Двигаясь с величайшей осторожностью, избегая встречных солдат, человек-обезьяна со своим пленником наконец миновал последний пост, заставляя Шнайдера идти впереди себя. Он двигался к западу. Глубокой ночью они пересекли железную дорогу. Тарзан почувствовал себя в достаточной безопасности. Немец угрожал, просил, задавал вопросы, но каждый раз вместо ответа получал очередной тычок острием копья в спину.
Тарзан гнал его, как гнал бы, наверное, борова, с той лишь разницей, что борова он бы куда больше жалел и уделял бы несчастной скотине больше внимания. До сих пор Тарзан мало думал о том, какое возмездие назначит Шнайдеру. Сейчас же он прикидывал, в какую форму выльется наказание. В одном он лишь был уверен — все должно кончиться смертью. Как все смелые люди и отважные звери, Тарзан не питал склонности к пыткам, наоборот, причинять живому существу муки казалось Тарзану верхом низости, но этот случай был уникальным в его жизненном опыте. Врожденное чувство справедливости призывало его действовать по принципу «око за око», но его недавно данная клятва требовала большего.
Да, этот человек должен испытать страдания, это он заставил страдать Джейн Клейтон. Тарзан не собирался мучить и пытать Фрица Шнайдера, чтобы тот умер, как бедняжка Джейн, поскольку физическая боль не может идти ни в какое сравнение с душевными муками.

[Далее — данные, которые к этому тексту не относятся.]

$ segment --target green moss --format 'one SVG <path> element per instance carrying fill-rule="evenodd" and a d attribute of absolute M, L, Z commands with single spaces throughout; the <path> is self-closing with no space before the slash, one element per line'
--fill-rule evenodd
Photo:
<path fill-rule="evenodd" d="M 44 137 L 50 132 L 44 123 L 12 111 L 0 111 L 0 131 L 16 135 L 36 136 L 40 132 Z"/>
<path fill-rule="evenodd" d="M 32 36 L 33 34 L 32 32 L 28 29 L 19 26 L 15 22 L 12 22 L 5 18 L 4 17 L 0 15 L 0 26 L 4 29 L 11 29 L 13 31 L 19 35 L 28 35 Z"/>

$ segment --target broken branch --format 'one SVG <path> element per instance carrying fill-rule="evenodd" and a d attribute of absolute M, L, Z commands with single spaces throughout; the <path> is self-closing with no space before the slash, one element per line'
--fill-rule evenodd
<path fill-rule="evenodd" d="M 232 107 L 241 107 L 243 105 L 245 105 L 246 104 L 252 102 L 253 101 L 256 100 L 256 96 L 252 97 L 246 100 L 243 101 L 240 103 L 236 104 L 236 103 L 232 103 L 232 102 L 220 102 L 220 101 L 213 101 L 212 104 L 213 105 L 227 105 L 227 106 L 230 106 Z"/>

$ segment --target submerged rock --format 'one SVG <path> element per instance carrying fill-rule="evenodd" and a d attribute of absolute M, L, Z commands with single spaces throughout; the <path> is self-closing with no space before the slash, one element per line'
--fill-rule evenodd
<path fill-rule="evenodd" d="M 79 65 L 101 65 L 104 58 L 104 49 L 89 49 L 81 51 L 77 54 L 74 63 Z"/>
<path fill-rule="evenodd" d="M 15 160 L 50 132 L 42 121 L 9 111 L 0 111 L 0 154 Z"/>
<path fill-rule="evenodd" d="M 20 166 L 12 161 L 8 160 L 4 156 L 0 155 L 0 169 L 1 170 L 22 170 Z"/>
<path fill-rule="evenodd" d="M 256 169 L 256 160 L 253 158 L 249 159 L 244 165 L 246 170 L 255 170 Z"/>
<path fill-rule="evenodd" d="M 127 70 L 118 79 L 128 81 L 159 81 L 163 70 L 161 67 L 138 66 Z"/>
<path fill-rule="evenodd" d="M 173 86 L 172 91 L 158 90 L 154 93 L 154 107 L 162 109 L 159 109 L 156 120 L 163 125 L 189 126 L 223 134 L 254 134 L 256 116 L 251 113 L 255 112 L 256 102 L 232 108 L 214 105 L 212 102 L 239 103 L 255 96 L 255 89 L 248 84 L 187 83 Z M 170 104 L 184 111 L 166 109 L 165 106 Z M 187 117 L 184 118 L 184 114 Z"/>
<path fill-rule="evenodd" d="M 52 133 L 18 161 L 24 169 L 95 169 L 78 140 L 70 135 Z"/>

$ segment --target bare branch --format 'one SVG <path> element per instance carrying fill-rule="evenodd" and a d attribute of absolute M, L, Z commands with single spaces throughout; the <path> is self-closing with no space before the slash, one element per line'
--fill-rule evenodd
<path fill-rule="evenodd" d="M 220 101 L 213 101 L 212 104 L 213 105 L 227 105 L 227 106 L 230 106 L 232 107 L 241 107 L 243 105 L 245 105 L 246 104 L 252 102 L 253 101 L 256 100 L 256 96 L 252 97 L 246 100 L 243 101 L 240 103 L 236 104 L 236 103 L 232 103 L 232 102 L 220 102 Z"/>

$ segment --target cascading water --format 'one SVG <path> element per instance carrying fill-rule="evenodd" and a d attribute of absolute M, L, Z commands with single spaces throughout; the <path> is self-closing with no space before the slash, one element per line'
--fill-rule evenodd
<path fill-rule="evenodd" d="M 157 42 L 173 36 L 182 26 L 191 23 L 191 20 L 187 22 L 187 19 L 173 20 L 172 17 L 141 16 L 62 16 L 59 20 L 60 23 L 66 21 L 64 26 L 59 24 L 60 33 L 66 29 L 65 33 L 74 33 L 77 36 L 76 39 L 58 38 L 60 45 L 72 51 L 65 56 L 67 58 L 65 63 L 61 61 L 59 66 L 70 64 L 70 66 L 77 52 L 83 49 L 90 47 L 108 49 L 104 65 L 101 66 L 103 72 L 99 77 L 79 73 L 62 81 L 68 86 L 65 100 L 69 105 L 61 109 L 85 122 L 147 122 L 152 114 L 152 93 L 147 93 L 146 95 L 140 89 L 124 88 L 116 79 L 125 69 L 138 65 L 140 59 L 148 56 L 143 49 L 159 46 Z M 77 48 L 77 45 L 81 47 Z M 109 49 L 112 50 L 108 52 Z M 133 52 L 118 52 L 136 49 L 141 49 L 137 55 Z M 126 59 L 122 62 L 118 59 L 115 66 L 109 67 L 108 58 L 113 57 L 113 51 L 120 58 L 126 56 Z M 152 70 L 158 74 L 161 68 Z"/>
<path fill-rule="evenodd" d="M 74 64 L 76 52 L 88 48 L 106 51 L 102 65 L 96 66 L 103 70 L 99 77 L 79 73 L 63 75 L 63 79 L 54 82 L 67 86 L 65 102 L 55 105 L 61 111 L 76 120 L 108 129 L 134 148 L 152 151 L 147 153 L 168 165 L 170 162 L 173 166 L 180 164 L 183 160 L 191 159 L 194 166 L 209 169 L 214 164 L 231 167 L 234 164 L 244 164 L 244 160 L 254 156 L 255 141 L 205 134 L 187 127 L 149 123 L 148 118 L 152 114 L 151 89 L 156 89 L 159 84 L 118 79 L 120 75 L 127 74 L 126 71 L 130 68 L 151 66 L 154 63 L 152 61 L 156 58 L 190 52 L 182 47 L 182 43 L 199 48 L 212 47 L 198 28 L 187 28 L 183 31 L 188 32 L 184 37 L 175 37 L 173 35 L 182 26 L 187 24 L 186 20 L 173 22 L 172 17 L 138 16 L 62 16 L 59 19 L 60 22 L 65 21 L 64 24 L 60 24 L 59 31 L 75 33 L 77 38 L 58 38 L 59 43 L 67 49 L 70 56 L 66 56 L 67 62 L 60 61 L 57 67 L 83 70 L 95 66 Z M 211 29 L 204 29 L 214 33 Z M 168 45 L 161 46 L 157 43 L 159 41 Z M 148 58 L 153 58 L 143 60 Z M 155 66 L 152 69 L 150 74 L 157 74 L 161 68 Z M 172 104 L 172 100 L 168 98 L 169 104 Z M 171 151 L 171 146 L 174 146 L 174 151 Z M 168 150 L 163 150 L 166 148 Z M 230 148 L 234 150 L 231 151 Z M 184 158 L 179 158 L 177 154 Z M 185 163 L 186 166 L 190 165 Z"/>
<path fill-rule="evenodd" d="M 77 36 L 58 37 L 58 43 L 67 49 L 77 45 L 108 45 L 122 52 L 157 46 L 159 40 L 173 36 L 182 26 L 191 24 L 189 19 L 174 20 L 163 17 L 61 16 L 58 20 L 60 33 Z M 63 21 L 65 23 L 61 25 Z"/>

В продолжение всей дороги человек-обезьяна подгонял выдохшегося и теперь пришедшего в ужас гунна. Это зловещее, пугающее молчание человека, захватившего его в плен, действовало немцу на нервы. Если бы страшный похититель заговорил! Снова и снова Шнайдер то пытался заставить, то умолить его заговорить, но результатом просьб и угроз было лишь мрачное молчание и болезненные уколы копья. Тело Шнайдера кровоточило во многих местах, он испытывал боль и так устал, что спотыкался на каждом шагу и часто падал, чтобы тут же быть поднятым на ноги тем же ужасным и болезненным тычком копья.
Только с рассветом к Тарзану пришло решение. Казалось, оно послано было с небес. На устах его появилась улыбка. Он сразу стал подыскивать сносное место, чтобы прилечь и отдохнуть. Ему хотелось, чтобы пленник был в форме, когда он приступит к исполнению приговора, который того ожидает.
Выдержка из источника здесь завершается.